Streaming Data Through a MATLAB System Object Using Apache Kafka
By Peter Webb, MathWorks
As the use of Apache® Kafka® and similar event streaming platforms continues to grow, more engineering teams are looking for ways to implement streaming analytics in MATLAB®. Applications that ingest streaming data from a Kafka topic, process it in MATLAB, and publish it to another topic can be used in a wide variety of use cases and workflows—including the filtering, transformation, and analysis of data from sensors, IoT devices, or other sources.
When working in MATLAB, System objects and the Streaming Data Framework for MATLAB Production Server™ simplify the development of applications that read from and write to Kafka. System objects are optimized for iterative computations that process streams of data in segments, so they work well with the Streaming Data Framework, which delivers Kafka data to MATLAB applications in segments. Just as important, System objects maintain state, making it possible to smooth or eliminate artificial transients that can arise at the frame boundaries of a segmented signal or data stream.
This article describes a workflow for developing MATLAB applications that process streaming data from Kafka using System objects, as well as deploying those applications to MATLAB Production Server. The workflow consists of three phases:
- Develop and test the data processing algorithm.
- Embed the algorithm in a streaming analytic function and validate it with a local test server.
- Package the algorithm and deploy it to MATLAB Production Server.
To better understand the key steps in each of these phases, it will help to see them in the context of a sample application. The sample described here is based on a signal processing example from DSP System Toolbox™, which uses the dsp.LowpassFilter
System object™ to apply a low-pass filter to a noisy sine wave (Figure 1). The sample code for this article—which is available for download—adapts the example to work with Kafka, reading a sine wave signal consisting of 4 million samples from a Kafka topic as 1,000 segments of 4,000 samples each.

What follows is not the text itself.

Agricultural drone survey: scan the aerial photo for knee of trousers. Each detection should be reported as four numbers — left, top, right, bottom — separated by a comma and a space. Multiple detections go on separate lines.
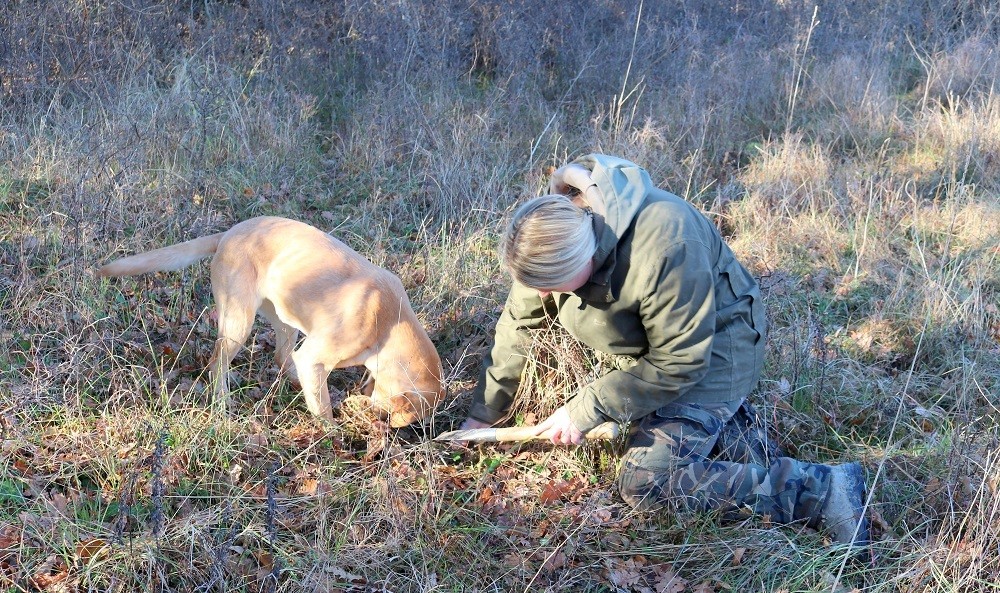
617, 458, 667, 511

It is important to note here that this System object and Streaming Data Framework workflow is not limited to signal processing applications: It applies generally to dynamic systems with time-varying inputs.
Requirements
To run the example code for all three phases of the workflow, you will need:
- MATLAB (Release 22b or later)
- DSP System Toolbox
- Streaming Data Framework for MATLAB Production Server
- MATLAB Compiler™ and MATLAB Compiler SDK™
- MATLAB Production Server
To run the example code for just the first phase—which involves developing an algorithm that processes streaming data from Kafka in MATLAB—you need only MATLAB, DSP System Toolbox, and Streaming Data Framework for MATLAB Production Server. Additionally, if you want to test against a live Kafka stream, you’ll need a Kafka cluster, of course. Or, use the Streaming Data Framework’s TestStream
object to develop and test without a Kafka cluster. The example code assumes you have access to a Kafka cluster.
Developing and Testing the Algorithm
The first phase in the workflow is focused solely on developing and testing a MATLAB algorithm that consumes data from Kafka. We deliberately chose an extremely simple algorithm so the example could focus on how to connect System objects to Kafka streams.
In the example file filterNoise.m
, the following lines of code create a dsp.LowpassFilter
System object and a stream object for reading from the Kafka topic:
FIRLowPass = dsp.LowpassFilter('PassbandFrequency',5000,'StopbandFrequency',8000); % Set parameters for connection to Kafka server host = "mpskafka2936glnxa64.mathworks.com"; port = 9092; topic = “NoisySineWave” inKS = kafkaStream(host, port, topic, Rows=frameSize, Order="IngestTime", BodyFormat="Binary");
filterNoise.m
Note that the code above is for a Kafka topic named NoisySineWave
. You’ll need to create your own topic to test your algorithm. You can use the code in signalToStream.m
to populate a Kafka topic with noisy sine wave data. Later, in filterNoise.m
, there is a for loop that reads a frame from the topic, processes the frame with the System object, and displays the results in a spectrum analyzer. The readtimetable
function converts each event in the Kafka event stream into a row of the timetable. The original DSP System Toolbox example code generates a frame of the sine wave data each iteration of the loop. In this code, you replace that one line with the call to readtimetable
. That’s an important pattern to remember: To integrate with streaming data, change your code that reads from files or generates synthetic data to call readtimetable
.
for f = 1:frameCount ... % Read one entire frame from the Kafka topic tt = readtimetable(inKS); % Process the frame with the low pass filter. y = FIRLowPass(tt.x); % Display the results with the spectrum analyzer. SpecAna(tt.x,y) end
filterNoise.m
System objects use internal states to store past behavior, so, each time the FIRLowPass
function is invoked, it processes the current frame’s data while taking into account all the frames already processed. As a result, frame-related transients are minimized.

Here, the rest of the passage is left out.